Re: namespace node implementation

On Wednesday, Oct 22, 2003, at 01:18 Europe/Berlin, Per Bothner wrote:

> james anderson wrote:
>> On Tuesday, Oct 21, 2003, at 21:15 Europe/Berlin, Per Bothner wrote:
>>> I don't know what "first-class names" refers to, so I don't know if 
>>> I'm not thinking about it ...
>> "first class" in the standard sense: data which can be passed, bound, 
>> and returned.
> Yes, but how are your "first class names" different from QNames, which 
> can be passed, bound, and returned in XQuery?

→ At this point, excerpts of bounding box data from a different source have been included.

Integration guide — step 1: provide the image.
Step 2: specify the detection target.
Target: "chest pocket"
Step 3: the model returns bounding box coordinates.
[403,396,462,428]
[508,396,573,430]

the xml query drafts read as if qnames are "qualified names", that is a 
(prefix localpart) pair, for which the so called "expanded qname", that 
is the universal name, which is required for any given operation, is 
determined at the point of the operation based on some set of 
prefix-namespace bindings.

> Btw, QNames in Qexo are implmented using a class called Symbol, which 
> is also used for the JEmacs (Emacs Lisp) and (embryonic) Common Lisp 
> implementations that are also part of Kawa.  So I am quite familiar 
> with first-class names.


> Your implementation is of course a very natural one when using Common 
> Lisp.

the implementation language is not material.

>  However, it is not particularly space-efficient one, since you appear 
> to use a CLOS object for each node.  (This is similar to using DOM, of 
> course.)  I'm aiming for a much more space-efficient implementation.
the examples were chosen to use a data model which is a direct 
reflection of the query data model. other data models are possible. the 
storage efficiency of the particular model illustrated is not material 
to the issue of namespace bindings.

> Also note that XQuery requires that $b and $c/b must be two 
> *different* nodes.  Specifically, the parent of $b is $a, while the 
> parent of $c/b is $c.  Conceptually you must copy the $b node when 
> evaluating <c>{$b}</c>.

there was a note at that point in the original examples, which 
indicated that i was ignoring the equality issue for the moment. i did 
not bother to illustrate the copy operation, as, as i noted at the head 
of the message, this was not a direct xquery formulation. if the reader 
examines the description of the $f node, they will observe that its 
parent is the $g node. that is for purposes of establishing in-scope 
namespaces, it is as if it had been copied.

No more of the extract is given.